The Rebel's Cinema - Frantz Fanon on Screen
Sunday, September 01, 2024 at 07:00pm
Film at Lincoln Center
Anthology Film Archives
32 Second Avenue
Monangambeee (Sarah Maldoror, 1969, Algeria/Angola, 17m)
The masterful directorial debut of Sarah Maldoror, Monangambeee was filmed in 1969 in Algeria, which had won its liberation from France just seven years before, though it takes place in Angola, which was still six years away from independence. An Angolan woman visits her husband in prison, and wants to give him a “completo”-which means “three-course meal” in Angola, and “three-piece suit” in Portugal. In jagged black and white, with a clattering free-jazz score by the Art Ensemble of Chicago, Monangambeee depicts the misunderstandings and violence that ensue when the guards assume that the prisoner is planning an escape and proceed to torture him.
Followed by:
The Zerda and the Songs of Forgetting (Assia Djebar, 1982, Algeria, 60m)

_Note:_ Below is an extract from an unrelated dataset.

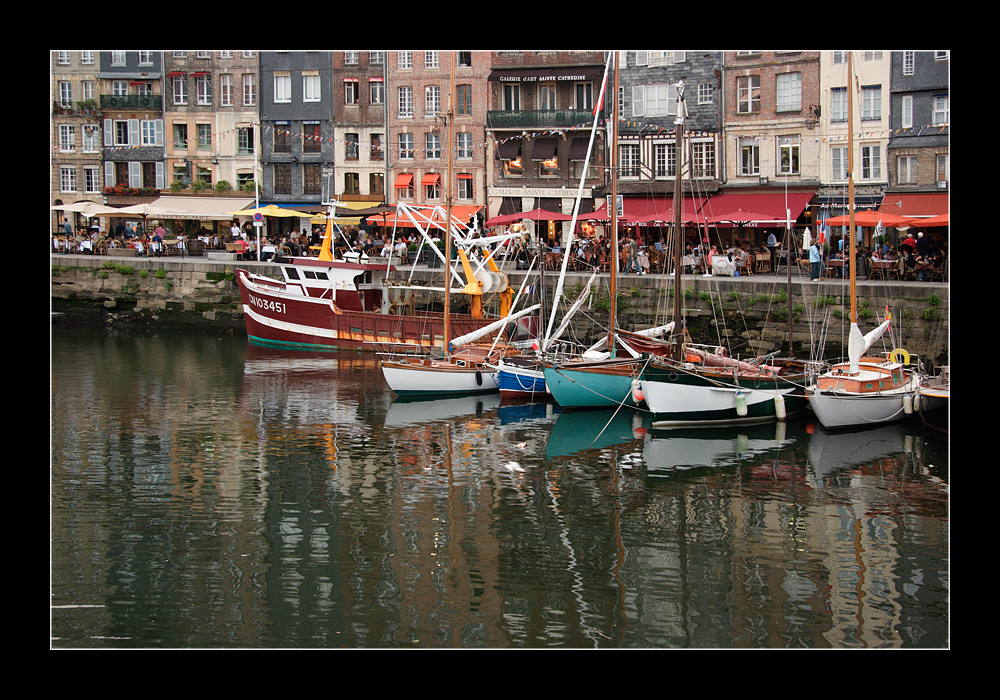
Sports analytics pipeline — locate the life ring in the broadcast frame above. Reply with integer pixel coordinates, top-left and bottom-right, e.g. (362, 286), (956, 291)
(890, 348), (910, 366)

In the elegiac The Zerda and the Songs of Forgetting, Algerian novelist Assia Djebar pairs French colonial newsreels shot in Algeria with a haunting, counterposed soundtrack, excavating and recovering a vivid, resilient history of indigenous Algerian ceremonies from the oppressor’s gaze. Made by women who were equal parts revolutionaries and artists, Monangambeee and The Zerda and the Songs of Forgetting dramatize, in astutely Fanonian fashion, language as a terrain of radical struggle—as rife with possibility for self-negation as for solidarity.